The Office of Intercultural Education offers a range of events and programs to engage and educate students.
Thrive! is an interactive diversity transition program. The primary purpose of Thrive! is to assist students of underrepresented racial/ethnic backgrounds in navigating college by connecting them with resources and tools that will aid in their success. Our definition of underrepresented refers to individuals of African, Asian, and Latinx descent, Native American students, and biracial/multiracial students.
This half-day program consists of community building exercises, faculty, staff, and student networking opportunities, informative panels on how to navigate Wellesley, and cultural organization showcases. You will also get to know more about OICE, and the Assistant Deans who will support you during the next four years.
Let Me Speak
Let Me Speak is an honest, monologue performance presented during orientation on issues of diversity and inclusion for first year students! Our monologues touch on topics such as socioeconomic status, race, age, learning disabilities, sexual orientation, gender identity, mental health and other identities that shape us all.
21 Days Against Racism
Deadline to sign up will be Wednesday, September 15 at 11:59 PM. Sign up here!

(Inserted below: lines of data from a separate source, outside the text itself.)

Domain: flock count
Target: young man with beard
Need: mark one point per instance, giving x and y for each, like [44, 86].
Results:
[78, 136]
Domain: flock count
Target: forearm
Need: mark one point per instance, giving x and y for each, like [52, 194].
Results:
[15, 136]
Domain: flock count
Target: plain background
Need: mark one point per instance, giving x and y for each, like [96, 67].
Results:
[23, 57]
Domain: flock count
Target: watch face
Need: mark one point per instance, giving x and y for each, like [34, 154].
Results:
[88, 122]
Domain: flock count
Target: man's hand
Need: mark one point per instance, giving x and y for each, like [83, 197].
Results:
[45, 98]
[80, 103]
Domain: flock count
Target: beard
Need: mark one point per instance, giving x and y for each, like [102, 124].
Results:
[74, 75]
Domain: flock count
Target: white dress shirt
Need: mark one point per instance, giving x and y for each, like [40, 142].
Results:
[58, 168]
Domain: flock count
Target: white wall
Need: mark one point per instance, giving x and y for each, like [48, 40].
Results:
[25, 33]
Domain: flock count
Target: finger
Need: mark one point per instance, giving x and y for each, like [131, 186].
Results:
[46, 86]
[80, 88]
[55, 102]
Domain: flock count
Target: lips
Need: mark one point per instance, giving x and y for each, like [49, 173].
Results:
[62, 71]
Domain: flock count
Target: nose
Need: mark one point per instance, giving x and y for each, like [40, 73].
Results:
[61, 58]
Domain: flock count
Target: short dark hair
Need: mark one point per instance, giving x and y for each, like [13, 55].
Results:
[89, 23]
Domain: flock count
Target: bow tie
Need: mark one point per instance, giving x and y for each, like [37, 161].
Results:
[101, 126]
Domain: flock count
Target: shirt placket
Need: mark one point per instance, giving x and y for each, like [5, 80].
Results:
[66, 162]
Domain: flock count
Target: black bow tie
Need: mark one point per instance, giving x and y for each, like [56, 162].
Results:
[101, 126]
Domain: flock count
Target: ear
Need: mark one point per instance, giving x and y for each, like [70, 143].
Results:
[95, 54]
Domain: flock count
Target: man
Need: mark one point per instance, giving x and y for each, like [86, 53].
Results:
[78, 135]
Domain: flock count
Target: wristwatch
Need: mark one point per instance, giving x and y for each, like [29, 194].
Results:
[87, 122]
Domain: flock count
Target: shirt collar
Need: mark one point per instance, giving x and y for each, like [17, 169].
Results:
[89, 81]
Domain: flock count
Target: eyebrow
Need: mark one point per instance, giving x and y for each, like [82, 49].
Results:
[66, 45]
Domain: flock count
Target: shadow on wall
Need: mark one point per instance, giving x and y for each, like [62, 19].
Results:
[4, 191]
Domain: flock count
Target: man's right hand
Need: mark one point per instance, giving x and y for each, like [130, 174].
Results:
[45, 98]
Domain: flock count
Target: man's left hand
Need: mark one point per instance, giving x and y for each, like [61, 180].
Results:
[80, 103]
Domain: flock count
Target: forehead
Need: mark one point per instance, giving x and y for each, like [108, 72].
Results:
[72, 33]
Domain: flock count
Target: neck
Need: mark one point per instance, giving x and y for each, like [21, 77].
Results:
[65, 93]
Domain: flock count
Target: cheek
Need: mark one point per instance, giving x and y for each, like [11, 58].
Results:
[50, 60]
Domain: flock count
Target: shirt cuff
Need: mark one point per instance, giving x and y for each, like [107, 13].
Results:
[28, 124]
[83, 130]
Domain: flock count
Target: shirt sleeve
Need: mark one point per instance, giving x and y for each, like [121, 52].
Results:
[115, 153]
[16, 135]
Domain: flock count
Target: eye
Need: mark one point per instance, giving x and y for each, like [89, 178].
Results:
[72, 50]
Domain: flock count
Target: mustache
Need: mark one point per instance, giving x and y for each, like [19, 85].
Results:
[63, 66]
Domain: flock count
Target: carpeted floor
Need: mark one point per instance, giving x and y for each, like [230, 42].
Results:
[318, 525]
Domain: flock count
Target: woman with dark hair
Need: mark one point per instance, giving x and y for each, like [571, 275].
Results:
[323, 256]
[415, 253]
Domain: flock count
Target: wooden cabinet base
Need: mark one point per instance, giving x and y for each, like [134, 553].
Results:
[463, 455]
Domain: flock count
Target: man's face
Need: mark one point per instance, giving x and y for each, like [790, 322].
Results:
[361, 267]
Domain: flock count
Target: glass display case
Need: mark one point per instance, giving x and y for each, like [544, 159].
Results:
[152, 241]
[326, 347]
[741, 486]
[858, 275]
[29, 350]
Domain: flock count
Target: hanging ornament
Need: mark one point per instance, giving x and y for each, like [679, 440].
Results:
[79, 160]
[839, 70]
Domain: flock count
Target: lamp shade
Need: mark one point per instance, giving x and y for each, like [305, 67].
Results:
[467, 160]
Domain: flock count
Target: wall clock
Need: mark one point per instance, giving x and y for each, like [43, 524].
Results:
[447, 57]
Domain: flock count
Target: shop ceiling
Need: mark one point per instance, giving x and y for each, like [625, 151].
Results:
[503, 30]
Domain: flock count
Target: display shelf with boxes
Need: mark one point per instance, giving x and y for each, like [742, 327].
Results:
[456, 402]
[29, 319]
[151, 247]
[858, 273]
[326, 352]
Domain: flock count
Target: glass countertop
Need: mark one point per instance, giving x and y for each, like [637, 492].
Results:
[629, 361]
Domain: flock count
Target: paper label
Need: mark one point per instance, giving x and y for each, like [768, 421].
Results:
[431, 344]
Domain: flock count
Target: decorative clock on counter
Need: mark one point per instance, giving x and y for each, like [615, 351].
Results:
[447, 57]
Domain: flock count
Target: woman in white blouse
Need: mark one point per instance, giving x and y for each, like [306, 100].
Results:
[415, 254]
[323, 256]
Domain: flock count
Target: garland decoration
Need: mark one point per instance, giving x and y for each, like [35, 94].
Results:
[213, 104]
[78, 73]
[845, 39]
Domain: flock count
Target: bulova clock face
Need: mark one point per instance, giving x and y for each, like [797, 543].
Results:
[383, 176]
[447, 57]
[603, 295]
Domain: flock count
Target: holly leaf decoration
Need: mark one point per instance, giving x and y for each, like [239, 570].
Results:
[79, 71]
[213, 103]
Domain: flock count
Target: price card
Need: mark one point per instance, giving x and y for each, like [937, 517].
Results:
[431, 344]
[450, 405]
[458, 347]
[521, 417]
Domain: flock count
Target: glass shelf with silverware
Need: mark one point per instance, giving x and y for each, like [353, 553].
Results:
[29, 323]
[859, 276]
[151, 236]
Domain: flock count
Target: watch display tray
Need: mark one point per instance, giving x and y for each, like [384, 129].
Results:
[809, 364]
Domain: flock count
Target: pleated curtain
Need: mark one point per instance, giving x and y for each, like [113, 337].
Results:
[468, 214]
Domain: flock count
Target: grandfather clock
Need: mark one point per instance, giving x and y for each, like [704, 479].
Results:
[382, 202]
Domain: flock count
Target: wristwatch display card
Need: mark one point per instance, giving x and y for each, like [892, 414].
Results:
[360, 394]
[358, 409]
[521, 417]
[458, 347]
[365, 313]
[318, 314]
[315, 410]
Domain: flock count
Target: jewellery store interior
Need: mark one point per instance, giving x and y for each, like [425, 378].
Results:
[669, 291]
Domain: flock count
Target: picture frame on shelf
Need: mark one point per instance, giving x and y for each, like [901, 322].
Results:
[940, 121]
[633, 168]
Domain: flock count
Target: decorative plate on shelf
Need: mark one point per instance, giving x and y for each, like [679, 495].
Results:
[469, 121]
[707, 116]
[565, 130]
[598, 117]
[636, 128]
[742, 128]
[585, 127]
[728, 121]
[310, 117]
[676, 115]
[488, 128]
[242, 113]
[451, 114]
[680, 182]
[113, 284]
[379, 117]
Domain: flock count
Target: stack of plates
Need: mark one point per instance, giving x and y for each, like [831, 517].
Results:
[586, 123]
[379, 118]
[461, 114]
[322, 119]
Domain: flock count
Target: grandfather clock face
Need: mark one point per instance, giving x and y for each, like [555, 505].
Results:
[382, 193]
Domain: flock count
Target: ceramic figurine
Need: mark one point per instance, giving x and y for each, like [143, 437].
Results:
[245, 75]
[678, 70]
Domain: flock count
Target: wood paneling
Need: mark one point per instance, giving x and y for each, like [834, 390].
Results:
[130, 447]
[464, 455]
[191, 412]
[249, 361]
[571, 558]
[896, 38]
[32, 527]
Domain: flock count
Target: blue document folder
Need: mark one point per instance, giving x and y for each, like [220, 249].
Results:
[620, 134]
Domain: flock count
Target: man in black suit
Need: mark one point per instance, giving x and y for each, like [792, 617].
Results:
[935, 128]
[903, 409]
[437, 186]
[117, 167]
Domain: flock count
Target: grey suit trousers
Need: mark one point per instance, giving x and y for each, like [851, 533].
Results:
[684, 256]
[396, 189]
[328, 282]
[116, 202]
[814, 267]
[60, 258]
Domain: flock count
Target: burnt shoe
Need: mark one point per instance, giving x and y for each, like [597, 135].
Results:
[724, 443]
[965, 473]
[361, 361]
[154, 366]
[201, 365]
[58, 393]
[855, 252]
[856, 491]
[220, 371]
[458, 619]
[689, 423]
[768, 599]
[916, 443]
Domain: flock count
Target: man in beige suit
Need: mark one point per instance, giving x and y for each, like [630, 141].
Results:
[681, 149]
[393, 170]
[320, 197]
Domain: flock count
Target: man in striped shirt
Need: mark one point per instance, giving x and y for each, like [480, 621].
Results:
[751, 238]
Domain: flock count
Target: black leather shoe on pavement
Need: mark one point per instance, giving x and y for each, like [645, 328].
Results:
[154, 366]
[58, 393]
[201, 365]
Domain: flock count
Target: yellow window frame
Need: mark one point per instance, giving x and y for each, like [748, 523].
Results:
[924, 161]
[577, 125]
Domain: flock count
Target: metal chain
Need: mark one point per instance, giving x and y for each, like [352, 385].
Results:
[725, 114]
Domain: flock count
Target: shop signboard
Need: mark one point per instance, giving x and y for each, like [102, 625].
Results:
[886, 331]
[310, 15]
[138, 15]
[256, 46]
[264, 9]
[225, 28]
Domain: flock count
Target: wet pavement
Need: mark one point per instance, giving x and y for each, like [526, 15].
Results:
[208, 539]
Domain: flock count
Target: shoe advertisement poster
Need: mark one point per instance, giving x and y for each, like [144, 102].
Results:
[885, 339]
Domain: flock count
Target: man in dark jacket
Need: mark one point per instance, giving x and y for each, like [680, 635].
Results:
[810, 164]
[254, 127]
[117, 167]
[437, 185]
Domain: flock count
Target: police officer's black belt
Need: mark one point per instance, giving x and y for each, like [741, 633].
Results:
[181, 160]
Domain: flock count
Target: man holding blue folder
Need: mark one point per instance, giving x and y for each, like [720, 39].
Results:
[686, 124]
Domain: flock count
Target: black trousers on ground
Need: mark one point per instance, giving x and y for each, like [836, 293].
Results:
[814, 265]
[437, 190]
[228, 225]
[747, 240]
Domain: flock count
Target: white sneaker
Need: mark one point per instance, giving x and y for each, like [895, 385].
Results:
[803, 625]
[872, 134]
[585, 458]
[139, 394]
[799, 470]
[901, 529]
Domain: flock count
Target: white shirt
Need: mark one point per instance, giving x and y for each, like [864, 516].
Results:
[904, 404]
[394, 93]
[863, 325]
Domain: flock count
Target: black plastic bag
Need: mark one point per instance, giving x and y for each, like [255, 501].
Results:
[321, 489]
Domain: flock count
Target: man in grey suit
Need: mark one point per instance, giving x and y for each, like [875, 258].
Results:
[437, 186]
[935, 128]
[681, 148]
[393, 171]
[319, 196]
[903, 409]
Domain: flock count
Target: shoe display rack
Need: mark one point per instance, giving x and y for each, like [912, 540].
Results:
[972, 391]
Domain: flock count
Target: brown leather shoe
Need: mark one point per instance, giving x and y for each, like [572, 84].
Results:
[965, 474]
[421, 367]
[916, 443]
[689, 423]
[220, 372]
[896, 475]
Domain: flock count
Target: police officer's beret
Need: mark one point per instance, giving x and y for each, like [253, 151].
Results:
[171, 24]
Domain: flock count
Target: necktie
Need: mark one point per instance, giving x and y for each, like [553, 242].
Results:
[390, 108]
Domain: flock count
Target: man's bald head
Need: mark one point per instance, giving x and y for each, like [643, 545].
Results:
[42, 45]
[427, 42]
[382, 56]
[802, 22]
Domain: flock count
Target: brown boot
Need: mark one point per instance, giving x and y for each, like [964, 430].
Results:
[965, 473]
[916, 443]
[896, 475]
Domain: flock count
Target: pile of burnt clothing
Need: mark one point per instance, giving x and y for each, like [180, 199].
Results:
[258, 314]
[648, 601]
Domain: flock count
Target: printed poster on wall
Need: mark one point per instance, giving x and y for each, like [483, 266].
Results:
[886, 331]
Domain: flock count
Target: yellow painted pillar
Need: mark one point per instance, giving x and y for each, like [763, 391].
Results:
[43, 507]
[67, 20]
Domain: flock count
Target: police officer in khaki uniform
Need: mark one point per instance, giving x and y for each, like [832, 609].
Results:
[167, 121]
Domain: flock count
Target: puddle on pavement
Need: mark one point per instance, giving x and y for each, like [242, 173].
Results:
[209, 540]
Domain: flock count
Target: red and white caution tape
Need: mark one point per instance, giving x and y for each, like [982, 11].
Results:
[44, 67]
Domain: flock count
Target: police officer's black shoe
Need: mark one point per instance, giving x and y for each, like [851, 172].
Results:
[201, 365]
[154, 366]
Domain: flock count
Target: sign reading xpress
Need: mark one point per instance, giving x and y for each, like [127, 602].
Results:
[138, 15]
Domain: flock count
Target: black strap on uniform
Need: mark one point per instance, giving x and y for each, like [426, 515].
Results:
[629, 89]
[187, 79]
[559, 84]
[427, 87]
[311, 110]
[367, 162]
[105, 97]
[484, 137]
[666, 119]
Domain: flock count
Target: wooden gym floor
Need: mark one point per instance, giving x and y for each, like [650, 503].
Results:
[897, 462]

21 Days of Gender and Sexuality Inclusion (GASI)
The 21 Days for Gender and Sexuality Inclusion (GASI) Challenge is a program to provide participants with the tools to learn about gender and sexuality as it impacts their experiences. This challenge is inspired by Oprah and Deepak Chopra’s 21 Day Meditation Experience; they follow the idea that if you do something for 21 days, you will create a habit. 21 days for GASI was created after Wellesley student, staff, and faculty feedback from ‘21 Days against Racism’ in the Fall 2020 requesting more content addressing gender and sexuality as a community.
This is one of the many ways that our Wellesley community is showing up for the LGBTQ+ community members. Various Wellesley departments and offices saw the significance of this challenge in continuing the shift of the Wellesley community's values to be more inclusive and collaborated with OICE and the LGBTQ+ office to produce this program.
The Inclusion Initiative
The purpose of the Inclusion Initiative is to promote peer-led cross-cultural conversations within the Wellesley College community around issues of identity. Each year, the program will train a cohort of paid peer facilitators to lead 90-minute workshops on topics such as oppression and privilege, racism, socioeconomic class, gender, sexual orientation, immigration, disability/ability awareness among others.
MODULE 1: PRIVILEGE, OPPRESSION, AND IDENTITIES
As a result of this module, participants will be able to articulate aspects of power/privilege in society and their lives, identify the four I’s of oppression, and utilize that oppression model to understand dynamics within Wellesley College.
MODULE 2: RACE AND RACISM
As a result of this module, participants will have a better understanding of the definitions of race and racism, be able to articulate the four I's of oppression, and identify ways that you can combat racial oppression in your communities.
MODULE 3: EXPLORING CLASS AND CLASSISM
As a result of this module, participants will be able to become more conscious of the strengths and limitations of one’s own class background, understand the definitions of class and classism, gain more awareness of class differences and their impacts, and better understand the power and resilience in people who are poor.
MODULE 4: GENDER IDENTITIES AND SEXUAL ORIENTATION
As a result of this module, participants will be able to articulate the differences in definitions of sex, gender, gender identity, and sexual orientation, develop awareness of privileges and oppressions relating to gender and sexual orientation, and locate this conversation in the context of Wellesley.
MODULE 5: FROM AWARENESS TO ALLYSHIP TO ACCOMPLICE
As a result of this module, participants will be able to define the differences between different levels of allyship, recognize the differences between performative allyship and true allyship, identify where they are in the Ally Continuum in relation to various topics, and articulate actionable steps to move further in the Ally Continuum.
MODULE 6: IMPLICIT BIAS
As a result of this module, participants will be able to deepen understanding of what implicit bias is, develop awareness about first messages we received about race, religion, socio-economic background, and gender, increase awareness of the impact of bias behaviors in interpersonal relations and practice strategies for countering implicit bias.